SAN FRANCISCO — While onstage at TechCrunch Disrupt today, GoPro founder Nick Woodman spoke strongly in favor of bootstrapping — an interesting perspective in a room of venture capitalists and would-be funded companies.
“I failed at my first business … a social game, but there wasn’t social [media]. I lost $4 million of other people’s money between the ages of 24 and 26,” said Woodman of his first foray into entrepreneurship.
For recovery purposes after that failure, he planned a 5-month surfing trip around Australia. That’s when he got the idea for a wrist-bound, rough-and-ready camera for filming his surfing adventures. He launched with $264,000, taking money primarily from his parents. He went international first, because those customers would pay up-front, giving him ample time to cover his manufacturing bills in Hong Kong.
Between friends and family and revenue from customers, GoPro became a runaway success.
What’s changed since then, Woodman said, is the number of services and the amount of support available to entrepreneurs.
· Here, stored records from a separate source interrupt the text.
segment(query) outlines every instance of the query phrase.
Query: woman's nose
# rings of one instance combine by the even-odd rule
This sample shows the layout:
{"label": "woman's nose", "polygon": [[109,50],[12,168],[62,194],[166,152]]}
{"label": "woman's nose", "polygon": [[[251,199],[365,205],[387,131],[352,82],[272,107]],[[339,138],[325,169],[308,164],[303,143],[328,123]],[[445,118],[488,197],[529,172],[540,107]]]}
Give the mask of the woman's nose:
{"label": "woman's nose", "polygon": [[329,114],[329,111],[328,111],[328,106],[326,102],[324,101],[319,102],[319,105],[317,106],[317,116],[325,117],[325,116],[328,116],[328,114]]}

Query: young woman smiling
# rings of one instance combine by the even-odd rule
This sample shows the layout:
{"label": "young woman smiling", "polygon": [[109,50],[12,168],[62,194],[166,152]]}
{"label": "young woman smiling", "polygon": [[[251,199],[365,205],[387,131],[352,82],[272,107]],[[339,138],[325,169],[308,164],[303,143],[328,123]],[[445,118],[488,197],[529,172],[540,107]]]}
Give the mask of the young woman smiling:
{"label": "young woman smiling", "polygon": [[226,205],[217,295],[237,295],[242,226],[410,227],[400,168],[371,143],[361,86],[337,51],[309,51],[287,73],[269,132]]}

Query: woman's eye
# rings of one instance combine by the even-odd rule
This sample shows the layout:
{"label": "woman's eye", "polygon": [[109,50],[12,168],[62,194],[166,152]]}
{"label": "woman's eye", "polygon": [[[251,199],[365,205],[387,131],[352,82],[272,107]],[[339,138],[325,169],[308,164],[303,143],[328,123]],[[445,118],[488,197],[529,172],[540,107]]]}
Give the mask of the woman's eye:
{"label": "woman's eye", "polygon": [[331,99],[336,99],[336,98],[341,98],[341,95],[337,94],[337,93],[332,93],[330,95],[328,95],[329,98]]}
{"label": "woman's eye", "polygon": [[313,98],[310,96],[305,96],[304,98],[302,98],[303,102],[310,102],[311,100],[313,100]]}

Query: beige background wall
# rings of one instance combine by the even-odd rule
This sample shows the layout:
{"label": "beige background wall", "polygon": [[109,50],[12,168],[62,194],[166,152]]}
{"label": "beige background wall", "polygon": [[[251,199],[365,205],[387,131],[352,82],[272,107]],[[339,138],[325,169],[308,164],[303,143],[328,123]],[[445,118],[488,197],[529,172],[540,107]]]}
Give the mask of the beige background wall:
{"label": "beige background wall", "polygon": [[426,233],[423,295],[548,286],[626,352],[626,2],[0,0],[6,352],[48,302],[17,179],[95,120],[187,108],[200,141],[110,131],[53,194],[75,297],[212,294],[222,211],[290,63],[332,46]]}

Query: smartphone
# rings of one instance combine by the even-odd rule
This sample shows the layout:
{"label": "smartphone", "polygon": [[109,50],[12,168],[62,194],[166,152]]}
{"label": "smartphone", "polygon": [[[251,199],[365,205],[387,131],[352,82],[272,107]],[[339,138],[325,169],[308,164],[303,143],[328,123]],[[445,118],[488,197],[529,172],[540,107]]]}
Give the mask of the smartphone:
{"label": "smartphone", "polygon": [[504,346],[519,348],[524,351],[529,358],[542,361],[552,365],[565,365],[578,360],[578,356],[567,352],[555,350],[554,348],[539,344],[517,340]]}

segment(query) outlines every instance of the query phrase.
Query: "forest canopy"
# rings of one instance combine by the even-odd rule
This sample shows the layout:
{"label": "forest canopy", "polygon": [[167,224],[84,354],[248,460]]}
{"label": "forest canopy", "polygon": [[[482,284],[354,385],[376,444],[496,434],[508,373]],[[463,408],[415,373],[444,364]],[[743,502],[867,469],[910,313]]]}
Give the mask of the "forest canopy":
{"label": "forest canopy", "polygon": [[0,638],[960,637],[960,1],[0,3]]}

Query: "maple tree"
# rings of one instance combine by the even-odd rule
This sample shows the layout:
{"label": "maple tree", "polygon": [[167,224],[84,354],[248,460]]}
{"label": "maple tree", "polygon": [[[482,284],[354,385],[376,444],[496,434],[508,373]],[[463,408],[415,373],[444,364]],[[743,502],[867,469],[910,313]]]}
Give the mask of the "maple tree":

Avenues such as the blogging press, Kickstarter, and the rise of an army of angel investors have changed the landscape drastically.
“The slow bootstrap worked really well [for GoPro], and the smoke-and-tires approach worked for Pebble. … As long as you can bootstrap not at the sacrifice of competitive advantage, bootstrapping is a really powerful thing because it allows you to be totally devoted to your vision.”
In the end, GoPro took $2 million in funding from manufacturing powerhouse Foxconn, slightly delaying its IPO in favor of building a favorable relationship with a hugely important partner.
“GoPro is getting itself prepared for an IPO,” said Woodman. “Our growth is organic, our profit is organic.”